No, people who like Yellowstone will absolutely not want to watch Ransom Canyon, a show in which West Texas rancher Staten Kirkland, played by Josh Duhamel, risks being removed as his ranch’s trustee by investing in solar power, just because he thinks it’s right. The character has some of Yellowstone patriarch John Dutton’s traits—he’s a loyal curmudgeon who rarely texts and hates his nephew’s “modern” music, but will always show up to fix your tractor—but he can be budged, by the right person with the right argument. Maybe that, itself, is “the female gaze.”
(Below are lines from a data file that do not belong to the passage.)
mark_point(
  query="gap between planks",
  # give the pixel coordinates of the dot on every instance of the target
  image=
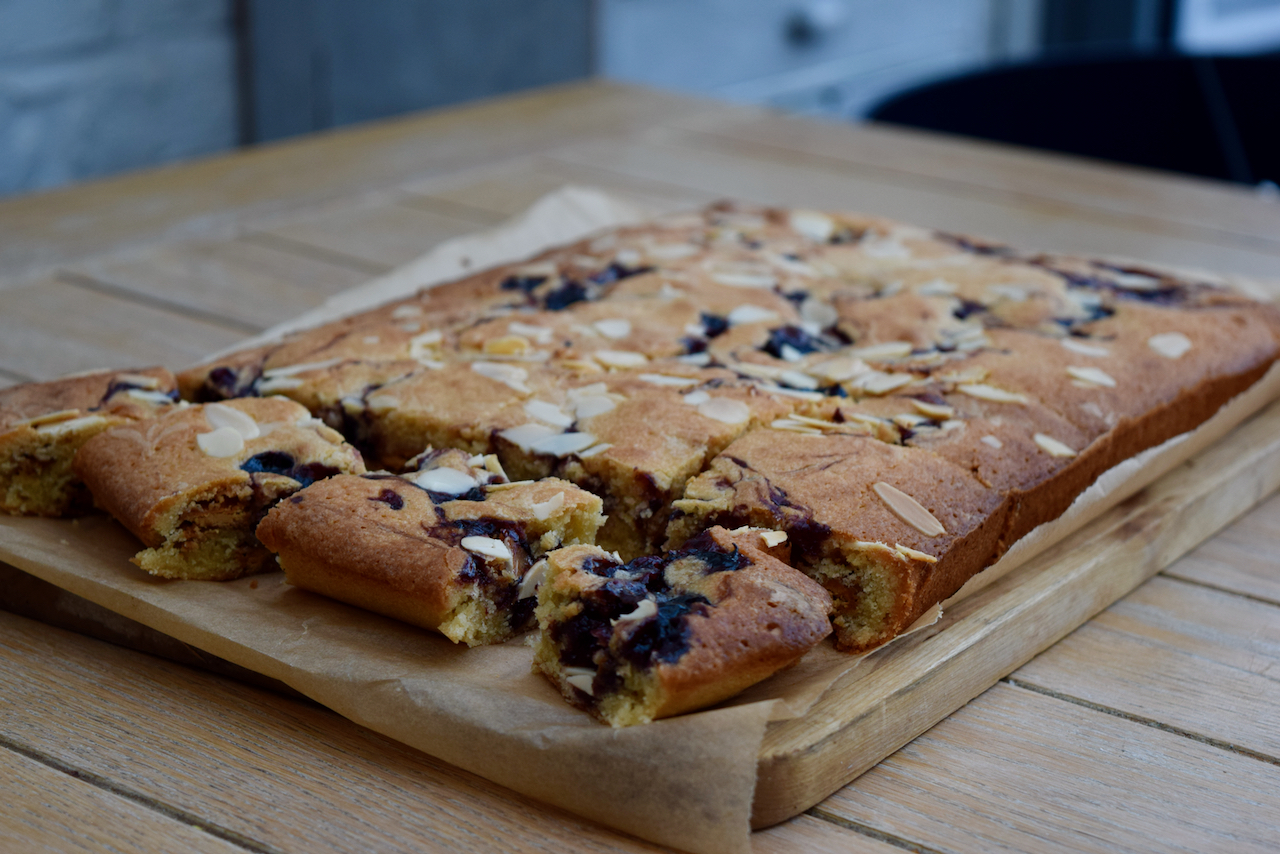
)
(1144, 721)
(174, 813)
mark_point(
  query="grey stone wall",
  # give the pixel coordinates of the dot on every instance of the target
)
(88, 87)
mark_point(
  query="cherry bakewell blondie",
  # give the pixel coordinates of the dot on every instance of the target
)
(44, 424)
(447, 547)
(667, 634)
(193, 483)
(903, 402)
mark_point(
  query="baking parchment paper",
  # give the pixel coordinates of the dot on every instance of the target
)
(688, 781)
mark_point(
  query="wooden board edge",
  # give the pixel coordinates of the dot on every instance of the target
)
(913, 685)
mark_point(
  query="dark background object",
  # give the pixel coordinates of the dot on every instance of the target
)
(1107, 24)
(312, 64)
(1219, 118)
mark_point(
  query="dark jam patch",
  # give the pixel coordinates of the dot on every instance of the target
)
(522, 283)
(616, 272)
(565, 296)
(277, 462)
(664, 636)
(792, 337)
(391, 498)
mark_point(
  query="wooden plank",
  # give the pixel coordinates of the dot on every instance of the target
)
(375, 234)
(50, 328)
(286, 773)
(976, 168)
(252, 284)
(1243, 558)
(906, 688)
(197, 197)
(50, 811)
(1018, 771)
(1187, 657)
(1027, 223)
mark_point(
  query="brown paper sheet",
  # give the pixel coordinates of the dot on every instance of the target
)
(686, 781)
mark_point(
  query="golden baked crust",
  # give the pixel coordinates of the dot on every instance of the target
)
(664, 635)
(44, 424)
(193, 483)
(453, 565)
(702, 360)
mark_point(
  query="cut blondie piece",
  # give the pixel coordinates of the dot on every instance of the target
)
(193, 483)
(888, 530)
(673, 633)
(447, 547)
(44, 424)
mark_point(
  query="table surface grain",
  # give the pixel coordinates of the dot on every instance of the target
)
(1152, 727)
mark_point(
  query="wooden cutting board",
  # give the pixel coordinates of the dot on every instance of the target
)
(913, 684)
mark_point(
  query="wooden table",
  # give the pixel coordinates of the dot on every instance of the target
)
(1155, 726)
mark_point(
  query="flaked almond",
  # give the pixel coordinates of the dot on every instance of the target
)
(937, 288)
(881, 383)
(883, 351)
(909, 510)
(672, 251)
(448, 482)
(991, 393)
(289, 370)
(745, 279)
(620, 357)
(50, 418)
(275, 384)
(936, 411)
(644, 610)
(219, 415)
(613, 327)
(721, 409)
(223, 442)
(794, 427)
(1054, 447)
(510, 375)
(540, 334)
(508, 346)
(914, 555)
(58, 428)
(533, 579)
(1078, 346)
(813, 224)
(666, 379)
(526, 434)
(487, 547)
(773, 538)
(837, 370)
(563, 443)
(1170, 345)
(749, 313)
(1091, 377)
(695, 398)
(593, 405)
(548, 412)
(581, 679)
(543, 510)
I’m probably taking a quote from an actor on a press junket too seriously. Schumacher likely meant “this show has many handsome men in it, and they are often shirtless”—which is a valid face-value use of the term “female gaze,” and is certainly true. But the difference between these two modern Westerns runs way deeper than that. This show is only sort of interested in the struggle to keep Ransom Canyon free from Austin Water & Power, or the other nonromantic plots, like Staten trying to figure out who killed his son in a drunk driving accident. (No offense to Randall Kirkland, who certainly died too young, but this mystery did not grab me.) Viewers, especially people who liked Virgin River, will instead watch Ransom Canyon for its three romances unfolding simultaneously: the A plot, for the fortysomethings, in which Staten and Quinn (Minka Kelly, back in Texas!) work out their longtime mutual crush; the B plot, for the thirtysomethings, with an emergent connection between Yancy Grey and beautiful local Ellie (Marianly Tejada); and the C plot, for the high-school set, in which poor-kid-with-a-heart-of-gold Lucas (Garrett Wareing) and cheerleader Lauren (Lizzy Greene) pursue a romance forbidden by her sheriff father.
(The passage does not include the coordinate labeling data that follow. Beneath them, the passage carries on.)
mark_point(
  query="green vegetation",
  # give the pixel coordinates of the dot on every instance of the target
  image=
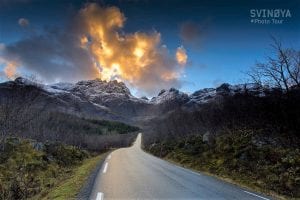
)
(113, 126)
(235, 156)
(69, 188)
(29, 168)
(77, 125)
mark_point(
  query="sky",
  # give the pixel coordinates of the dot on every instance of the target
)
(148, 44)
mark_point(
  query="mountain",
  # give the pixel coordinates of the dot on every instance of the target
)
(112, 100)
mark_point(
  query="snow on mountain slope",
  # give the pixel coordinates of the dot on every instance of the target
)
(97, 96)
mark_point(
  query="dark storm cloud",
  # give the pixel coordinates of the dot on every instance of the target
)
(23, 22)
(55, 55)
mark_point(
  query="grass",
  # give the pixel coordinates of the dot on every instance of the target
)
(233, 158)
(69, 188)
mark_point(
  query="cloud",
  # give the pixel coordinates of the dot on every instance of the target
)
(23, 22)
(181, 55)
(192, 33)
(94, 45)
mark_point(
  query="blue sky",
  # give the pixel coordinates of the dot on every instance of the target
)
(228, 42)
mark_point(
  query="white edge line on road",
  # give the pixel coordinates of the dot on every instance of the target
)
(105, 168)
(256, 195)
(99, 196)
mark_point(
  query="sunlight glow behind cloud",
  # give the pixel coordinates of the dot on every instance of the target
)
(94, 45)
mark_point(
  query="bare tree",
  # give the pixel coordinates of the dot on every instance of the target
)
(281, 69)
(20, 104)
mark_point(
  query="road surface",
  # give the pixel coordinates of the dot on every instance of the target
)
(130, 173)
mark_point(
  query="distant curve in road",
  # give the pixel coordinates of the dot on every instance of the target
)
(131, 173)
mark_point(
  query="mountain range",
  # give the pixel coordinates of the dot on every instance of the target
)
(112, 100)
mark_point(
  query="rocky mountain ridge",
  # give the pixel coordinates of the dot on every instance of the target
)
(113, 100)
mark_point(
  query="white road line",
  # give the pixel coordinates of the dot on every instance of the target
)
(100, 196)
(105, 168)
(256, 195)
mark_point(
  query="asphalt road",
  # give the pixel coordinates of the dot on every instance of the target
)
(130, 173)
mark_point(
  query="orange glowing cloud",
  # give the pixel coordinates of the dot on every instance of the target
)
(94, 45)
(181, 56)
(136, 58)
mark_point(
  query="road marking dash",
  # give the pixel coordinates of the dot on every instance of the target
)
(100, 196)
(105, 168)
(256, 195)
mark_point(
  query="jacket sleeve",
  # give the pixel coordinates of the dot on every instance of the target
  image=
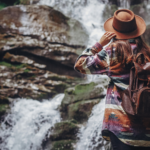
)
(93, 60)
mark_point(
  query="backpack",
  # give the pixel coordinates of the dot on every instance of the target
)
(136, 98)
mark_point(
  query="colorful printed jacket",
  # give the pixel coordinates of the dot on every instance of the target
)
(130, 130)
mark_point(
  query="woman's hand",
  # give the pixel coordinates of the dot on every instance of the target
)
(105, 39)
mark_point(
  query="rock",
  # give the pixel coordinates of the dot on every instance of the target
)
(63, 145)
(22, 59)
(4, 108)
(53, 40)
(64, 130)
(84, 91)
(25, 80)
(135, 2)
(81, 111)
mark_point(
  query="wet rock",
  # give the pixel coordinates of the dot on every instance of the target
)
(4, 108)
(21, 59)
(53, 40)
(65, 130)
(81, 111)
(146, 35)
(135, 2)
(84, 91)
(25, 80)
(63, 145)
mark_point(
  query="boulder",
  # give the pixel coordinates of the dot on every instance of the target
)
(135, 2)
(83, 91)
(146, 35)
(81, 111)
(63, 145)
(54, 40)
(65, 130)
(29, 81)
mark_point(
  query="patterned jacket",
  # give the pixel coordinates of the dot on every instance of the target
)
(130, 130)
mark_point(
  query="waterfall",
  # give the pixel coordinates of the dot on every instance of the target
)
(28, 123)
(90, 136)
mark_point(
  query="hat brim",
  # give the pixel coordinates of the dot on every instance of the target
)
(141, 27)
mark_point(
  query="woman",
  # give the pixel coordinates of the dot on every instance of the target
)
(124, 131)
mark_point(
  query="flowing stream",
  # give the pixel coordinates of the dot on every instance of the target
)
(28, 123)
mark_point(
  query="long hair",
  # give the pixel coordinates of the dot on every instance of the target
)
(124, 55)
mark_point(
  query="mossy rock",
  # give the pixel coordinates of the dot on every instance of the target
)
(81, 111)
(109, 11)
(2, 5)
(3, 109)
(65, 130)
(84, 91)
(146, 35)
(63, 145)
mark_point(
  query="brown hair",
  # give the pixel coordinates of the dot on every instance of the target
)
(125, 55)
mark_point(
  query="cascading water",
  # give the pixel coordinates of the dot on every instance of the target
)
(28, 123)
(90, 136)
(89, 13)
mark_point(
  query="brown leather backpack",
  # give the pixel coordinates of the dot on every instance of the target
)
(136, 99)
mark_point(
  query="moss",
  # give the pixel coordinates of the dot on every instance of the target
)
(83, 88)
(3, 63)
(63, 145)
(64, 130)
(81, 111)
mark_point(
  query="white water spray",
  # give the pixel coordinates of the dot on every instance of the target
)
(28, 123)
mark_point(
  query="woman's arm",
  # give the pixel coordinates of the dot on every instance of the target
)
(95, 60)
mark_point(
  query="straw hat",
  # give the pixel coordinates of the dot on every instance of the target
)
(125, 24)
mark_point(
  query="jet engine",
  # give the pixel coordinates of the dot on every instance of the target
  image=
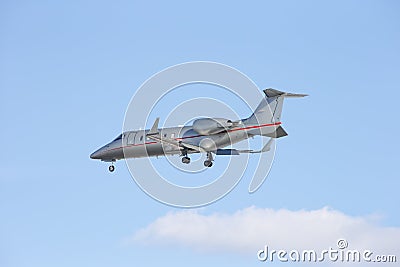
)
(208, 126)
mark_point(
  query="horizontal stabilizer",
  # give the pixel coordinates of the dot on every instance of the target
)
(279, 132)
(273, 93)
(226, 152)
(266, 148)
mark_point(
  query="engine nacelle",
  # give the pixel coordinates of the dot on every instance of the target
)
(208, 126)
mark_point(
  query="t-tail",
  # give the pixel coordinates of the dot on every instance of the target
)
(267, 116)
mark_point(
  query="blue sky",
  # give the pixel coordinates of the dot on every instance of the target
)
(68, 71)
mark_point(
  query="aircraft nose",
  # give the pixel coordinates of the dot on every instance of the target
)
(97, 154)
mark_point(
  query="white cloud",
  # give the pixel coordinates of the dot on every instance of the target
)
(248, 230)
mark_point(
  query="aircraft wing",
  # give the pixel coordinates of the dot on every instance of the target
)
(155, 135)
(266, 148)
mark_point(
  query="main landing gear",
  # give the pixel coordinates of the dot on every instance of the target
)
(185, 159)
(208, 161)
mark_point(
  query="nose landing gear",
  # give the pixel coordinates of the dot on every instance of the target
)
(208, 162)
(186, 160)
(111, 168)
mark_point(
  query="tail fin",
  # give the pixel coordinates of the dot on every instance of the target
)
(270, 109)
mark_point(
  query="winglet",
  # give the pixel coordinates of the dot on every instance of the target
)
(154, 128)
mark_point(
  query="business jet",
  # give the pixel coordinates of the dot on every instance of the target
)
(205, 135)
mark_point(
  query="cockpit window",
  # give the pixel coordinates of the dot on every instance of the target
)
(119, 137)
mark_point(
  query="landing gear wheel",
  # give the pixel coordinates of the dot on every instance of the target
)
(208, 163)
(111, 168)
(186, 160)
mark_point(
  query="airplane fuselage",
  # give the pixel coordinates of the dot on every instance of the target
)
(135, 144)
Yes, the details in this one are for the girls. When we first meet Yancy Grey, he’s living in a horse stall while working on one of Ransom Canyon’s ranches. Ellie, worried about his intentions, goes through his things. Her suspicion softens when she pulls out a well-worn book, and it’s a collection of poetry by … Mary Oliver? Or take the fact that Staten is played by Duhamel, an actor with many rom-com credits to his name, now trying on a grown-man look with a weathered face and ever-present cowboy hat. (It works.) Or the romantic mutual flashback Staten and Quinn have to the moment in high school when Staten asked Quinn to dance, but her best friend Amala (a cameo by Ava Phillippe!) thought he had asked her. This misunderstanding leads, for what certain romance podcasters and superfans of the genre would call typical “romance reasons,” to Staten and Amala’s marriage and Quinn’s lifelong singledom, cut short only decades later when Amala dies of cancer and Staten and Quinn reconnect through grief.
Only in romance do these kinds of small human miscommunications have such outsize plot impact. I predict Ransom Canyon, which is full of beautiful people and filmed in a beautiful place, will do very well with viewers who are used to these tricks of the romance trade, and poorly with any deep-down Yellowstone fans who just really like thinking about reporters and tech bros taking rides to the train station. But that’s all right—the Western genre is deep and wide, like Ransom Canyon itself. Plenty of room for all of the genders and all of their gazes.